The DeepRain team has just completed its second project meeting and the project partners return to their home institutions. The meeting was organized at the Institute for Cognitive Sciences at the University in Osnabrück and included a brief tutorial on Deep Learning, which is the expertise of Prof. Gordon Pipa’s research group. Prof. Pipa’s team presented their plans for neural network architectures that will be used to learn rainfall patterns from the ensemble model runs by the German Weather Service. The DeepRain partners continued their discussions about the Terabyte-scale data management and debated about validation methods and error characteristics, and how these may affect the performance of the neural networks. Careful analysis of errors and understanding the merits and limitations of deep learning in the context of weather data are key objectives of the DeepRain project.
The DeepRain cooperation agreement has been finalized and signed by all project partners. This constitutes the formal basis for a fruitful collaboration among Forschungszentrum Jülich as coordinator, the German Weather Services (DWD), the Universities of Osnabrück and Bonn and Jacobs University in Bremen. “The DeepRain project adopts the principles of Open Science and Open Data. Therefore the collaboration agreement imposes as little constraints as possible, but some rules are necessary.”, says Dr. Martin Schultz, who coordinates the project.
The DeepRain project will be presented at the European Geophysical Union General Assembly in Vienna. Dr. Martin Schultz, the project coordinator, has been assigned to an oral presentation on Thursday, 11 Apr 2019, 16:15 h in the session on Machine learning for Earth System modelling.
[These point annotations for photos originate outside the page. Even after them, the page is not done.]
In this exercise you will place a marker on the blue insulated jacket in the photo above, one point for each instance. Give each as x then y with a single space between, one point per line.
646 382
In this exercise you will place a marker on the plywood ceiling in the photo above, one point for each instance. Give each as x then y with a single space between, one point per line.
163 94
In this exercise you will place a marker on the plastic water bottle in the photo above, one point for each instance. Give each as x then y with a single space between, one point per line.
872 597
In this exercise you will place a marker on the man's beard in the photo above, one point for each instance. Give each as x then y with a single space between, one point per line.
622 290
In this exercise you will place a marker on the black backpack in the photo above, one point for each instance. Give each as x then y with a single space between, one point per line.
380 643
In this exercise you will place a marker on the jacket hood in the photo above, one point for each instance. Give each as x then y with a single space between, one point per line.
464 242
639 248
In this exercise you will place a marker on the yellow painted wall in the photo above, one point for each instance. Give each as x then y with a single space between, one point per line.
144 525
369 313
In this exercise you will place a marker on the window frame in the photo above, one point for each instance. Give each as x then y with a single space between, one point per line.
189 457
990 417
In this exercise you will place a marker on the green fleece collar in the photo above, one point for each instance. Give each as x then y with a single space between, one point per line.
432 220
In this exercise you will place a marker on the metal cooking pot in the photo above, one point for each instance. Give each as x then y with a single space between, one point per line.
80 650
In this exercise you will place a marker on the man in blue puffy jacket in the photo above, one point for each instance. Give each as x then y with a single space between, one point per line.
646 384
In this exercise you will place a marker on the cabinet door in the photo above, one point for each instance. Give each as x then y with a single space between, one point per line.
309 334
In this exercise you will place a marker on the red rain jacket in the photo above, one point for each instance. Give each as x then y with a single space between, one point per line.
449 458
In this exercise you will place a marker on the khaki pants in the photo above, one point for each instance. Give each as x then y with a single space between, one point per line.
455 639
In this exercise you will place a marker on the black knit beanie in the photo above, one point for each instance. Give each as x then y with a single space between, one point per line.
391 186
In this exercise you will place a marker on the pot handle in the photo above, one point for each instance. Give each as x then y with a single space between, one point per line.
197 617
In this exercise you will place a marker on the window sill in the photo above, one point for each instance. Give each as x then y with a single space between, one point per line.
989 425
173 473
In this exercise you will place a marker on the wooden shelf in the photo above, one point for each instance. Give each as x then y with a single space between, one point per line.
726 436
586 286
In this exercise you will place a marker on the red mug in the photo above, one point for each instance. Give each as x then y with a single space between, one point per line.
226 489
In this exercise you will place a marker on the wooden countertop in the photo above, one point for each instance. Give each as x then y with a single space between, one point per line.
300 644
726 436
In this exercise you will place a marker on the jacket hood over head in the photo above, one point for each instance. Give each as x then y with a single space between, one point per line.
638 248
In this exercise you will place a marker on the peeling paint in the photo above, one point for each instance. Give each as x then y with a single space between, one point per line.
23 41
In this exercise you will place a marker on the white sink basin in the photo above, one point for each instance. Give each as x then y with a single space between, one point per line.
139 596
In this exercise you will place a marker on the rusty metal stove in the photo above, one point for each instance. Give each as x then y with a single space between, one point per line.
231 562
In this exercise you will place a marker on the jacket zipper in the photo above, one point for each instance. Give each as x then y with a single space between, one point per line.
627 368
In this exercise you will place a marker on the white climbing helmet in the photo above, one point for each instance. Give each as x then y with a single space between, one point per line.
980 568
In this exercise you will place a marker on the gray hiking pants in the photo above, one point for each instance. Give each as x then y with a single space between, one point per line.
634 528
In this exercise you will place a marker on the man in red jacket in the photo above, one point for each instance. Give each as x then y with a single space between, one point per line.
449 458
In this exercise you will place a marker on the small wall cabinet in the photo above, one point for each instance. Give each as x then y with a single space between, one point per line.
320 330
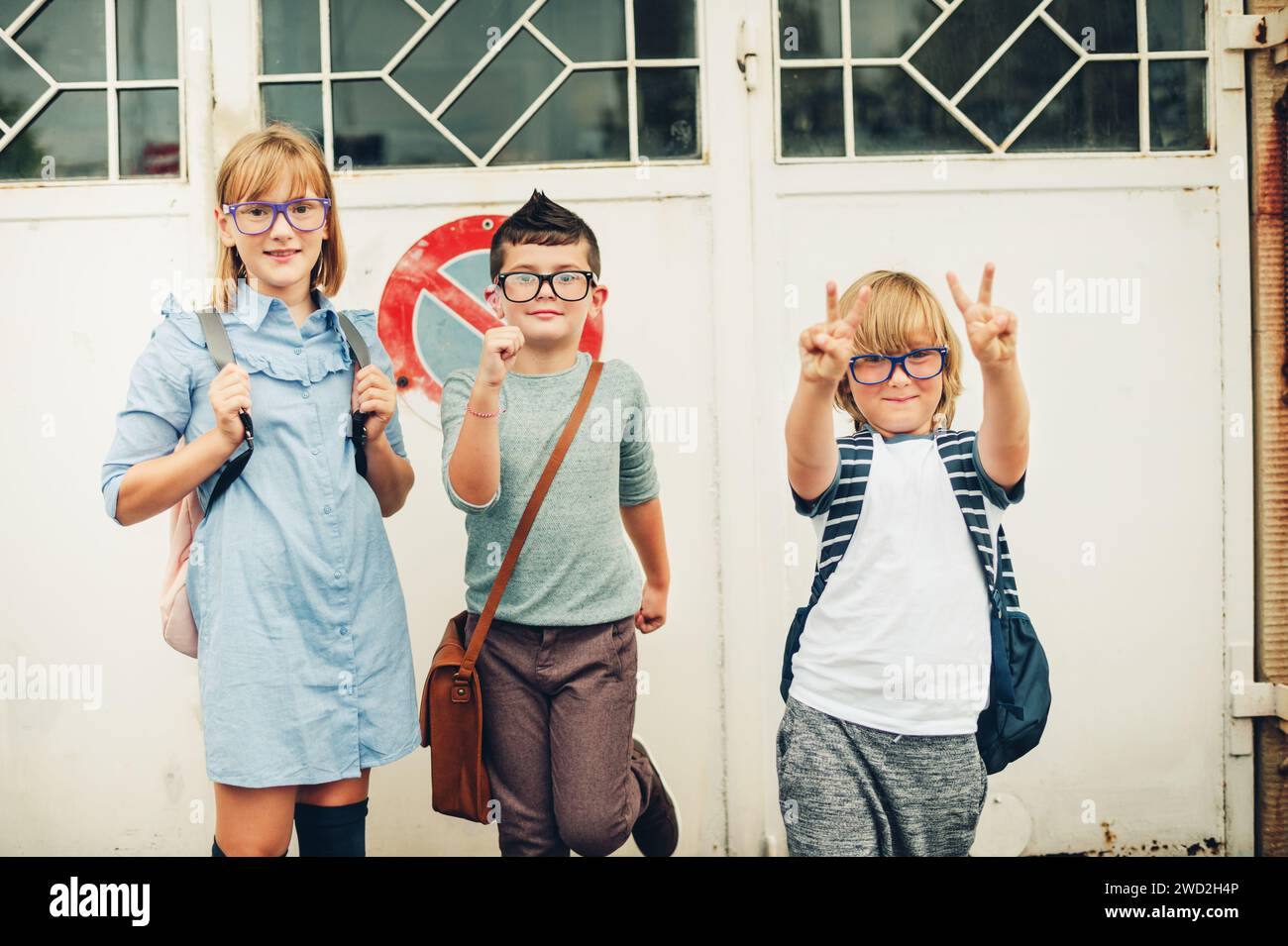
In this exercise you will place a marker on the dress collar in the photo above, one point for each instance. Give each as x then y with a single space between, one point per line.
253 306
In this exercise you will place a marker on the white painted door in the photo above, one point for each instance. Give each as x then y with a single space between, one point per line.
1108 188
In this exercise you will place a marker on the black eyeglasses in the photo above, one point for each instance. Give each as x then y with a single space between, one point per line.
918 364
570 284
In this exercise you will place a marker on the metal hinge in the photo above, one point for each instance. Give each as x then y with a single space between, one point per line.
1250 699
1252 31
748 60
1261 699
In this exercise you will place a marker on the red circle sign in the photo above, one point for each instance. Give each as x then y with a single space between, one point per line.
433 314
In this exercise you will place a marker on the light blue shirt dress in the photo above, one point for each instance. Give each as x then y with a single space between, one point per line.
303 649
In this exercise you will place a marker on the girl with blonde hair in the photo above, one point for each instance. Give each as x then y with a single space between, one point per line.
303 652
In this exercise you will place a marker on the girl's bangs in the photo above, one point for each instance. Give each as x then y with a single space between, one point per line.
254 176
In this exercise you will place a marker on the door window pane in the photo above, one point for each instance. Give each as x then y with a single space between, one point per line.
463 93
147 44
149 128
65 137
65 141
68 42
812 115
296 103
997 76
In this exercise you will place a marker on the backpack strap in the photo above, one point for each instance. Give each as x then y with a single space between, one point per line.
957 451
362 358
222 352
842 519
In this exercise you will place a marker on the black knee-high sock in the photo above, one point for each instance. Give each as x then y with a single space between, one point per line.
215 851
331 830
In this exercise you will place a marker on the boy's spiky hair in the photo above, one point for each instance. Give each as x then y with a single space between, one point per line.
545 223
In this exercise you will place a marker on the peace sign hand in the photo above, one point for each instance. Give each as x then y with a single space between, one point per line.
825 348
991 328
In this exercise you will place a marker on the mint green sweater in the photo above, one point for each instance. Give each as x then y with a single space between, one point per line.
576 567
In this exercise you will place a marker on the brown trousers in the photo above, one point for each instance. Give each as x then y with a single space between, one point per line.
558 714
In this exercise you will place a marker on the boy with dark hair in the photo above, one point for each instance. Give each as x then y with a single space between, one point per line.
558 668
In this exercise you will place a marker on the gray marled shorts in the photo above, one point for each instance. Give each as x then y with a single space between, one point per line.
850 789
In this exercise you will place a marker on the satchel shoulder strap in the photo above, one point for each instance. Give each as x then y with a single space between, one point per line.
957 451
842 516
222 352
357 344
526 520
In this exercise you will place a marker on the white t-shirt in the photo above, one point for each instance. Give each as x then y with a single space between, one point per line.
900 639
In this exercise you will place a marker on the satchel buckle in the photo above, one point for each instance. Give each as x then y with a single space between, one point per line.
460 688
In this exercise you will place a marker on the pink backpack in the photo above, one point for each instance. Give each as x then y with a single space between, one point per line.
178 627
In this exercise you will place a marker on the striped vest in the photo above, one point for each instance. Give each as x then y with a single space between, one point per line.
1019 688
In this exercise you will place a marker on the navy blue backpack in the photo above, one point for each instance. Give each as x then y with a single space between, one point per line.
1019 680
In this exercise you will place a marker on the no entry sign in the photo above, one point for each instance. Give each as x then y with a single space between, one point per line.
433 314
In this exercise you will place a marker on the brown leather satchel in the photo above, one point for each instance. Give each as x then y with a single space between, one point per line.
452 697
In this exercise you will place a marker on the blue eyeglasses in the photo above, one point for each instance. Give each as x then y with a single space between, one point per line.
918 364
305 214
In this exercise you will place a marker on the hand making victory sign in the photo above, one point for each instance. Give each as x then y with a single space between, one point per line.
991 328
1004 434
825 348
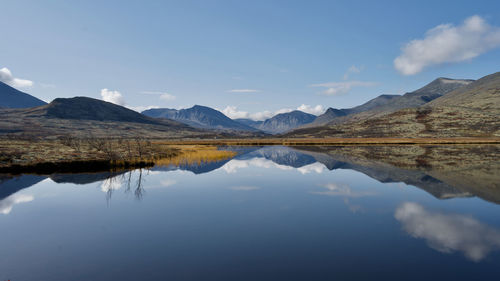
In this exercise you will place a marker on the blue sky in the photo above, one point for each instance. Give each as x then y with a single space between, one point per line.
248 58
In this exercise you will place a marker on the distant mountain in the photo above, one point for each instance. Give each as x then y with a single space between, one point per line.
199 117
81 116
385 104
286 121
84 108
472 109
332 113
429 92
249 122
12 98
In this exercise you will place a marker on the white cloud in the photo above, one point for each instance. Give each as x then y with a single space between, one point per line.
448 233
314 167
112 96
339 88
243 91
447 43
163 95
9 202
141 108
352 70
316 110
233 112
235 164
244 188
7 77
167 97
342 190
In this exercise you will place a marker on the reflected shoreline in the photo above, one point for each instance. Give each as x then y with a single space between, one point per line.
443 171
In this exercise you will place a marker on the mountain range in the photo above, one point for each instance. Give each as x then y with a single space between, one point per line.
457 108
199 117
443 108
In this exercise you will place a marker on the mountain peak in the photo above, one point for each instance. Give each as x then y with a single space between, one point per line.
200 116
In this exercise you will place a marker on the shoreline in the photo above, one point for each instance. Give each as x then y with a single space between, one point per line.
332 141
163 152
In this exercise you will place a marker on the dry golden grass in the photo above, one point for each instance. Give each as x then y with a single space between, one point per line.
195 154
332 141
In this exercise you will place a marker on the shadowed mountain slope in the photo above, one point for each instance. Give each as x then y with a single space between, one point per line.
286 121
471 110
12 98
81 116
199 117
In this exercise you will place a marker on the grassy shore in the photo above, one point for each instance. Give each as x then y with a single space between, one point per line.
333 141
83 155
91 155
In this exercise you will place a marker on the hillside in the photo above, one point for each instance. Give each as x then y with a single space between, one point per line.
333 114
200 117
12 98
386 104
468 111
83 117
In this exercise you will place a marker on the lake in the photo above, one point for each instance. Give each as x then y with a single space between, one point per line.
269 213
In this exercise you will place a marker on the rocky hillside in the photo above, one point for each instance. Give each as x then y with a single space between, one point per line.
286 121
12 98
83 117
200 117
471 110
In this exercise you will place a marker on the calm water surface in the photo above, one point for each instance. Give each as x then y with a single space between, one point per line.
270 213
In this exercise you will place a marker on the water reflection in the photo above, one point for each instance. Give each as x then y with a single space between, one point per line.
324 212
6 204
443 171
447 233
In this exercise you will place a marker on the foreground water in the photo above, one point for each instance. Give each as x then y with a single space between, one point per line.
270 213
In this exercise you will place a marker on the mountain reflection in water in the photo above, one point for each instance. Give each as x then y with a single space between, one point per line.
309 206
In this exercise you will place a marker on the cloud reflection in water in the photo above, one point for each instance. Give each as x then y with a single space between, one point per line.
448 233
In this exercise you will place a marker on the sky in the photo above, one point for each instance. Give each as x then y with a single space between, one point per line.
249 59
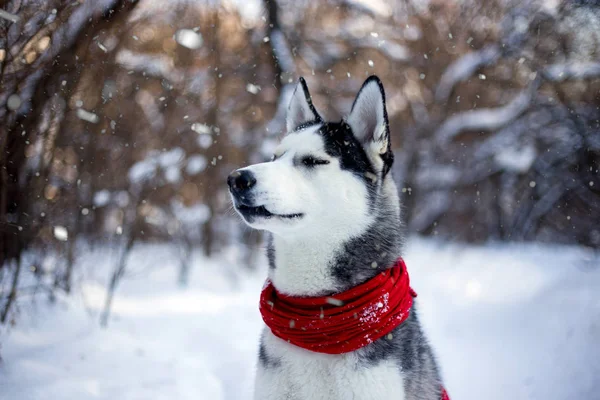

Back from the Rasdaman training workshop on the campus of Jacobs University in Bremen, the DeepRain co-ordinator Dr. Martin Schultz sounds rather satisfied: “This workshop was very helpful to all ten participants. Not only did we learn a lot about the amazing technology behind Rasdaman and the thorough design concept, which not only follows but actually sets standards for geographic data processing, but it was also good to find a bit of time to actually work on samples from the actual data that will be used during the project. It was great to learn that we can obtain even more data from DWD than we had thought initially. At JSC we now have to get our heads together to organize the transfer and management of half a petabyte of weather model data. DeepRain clearly is one of the most exciting projects I have been working on in my career.”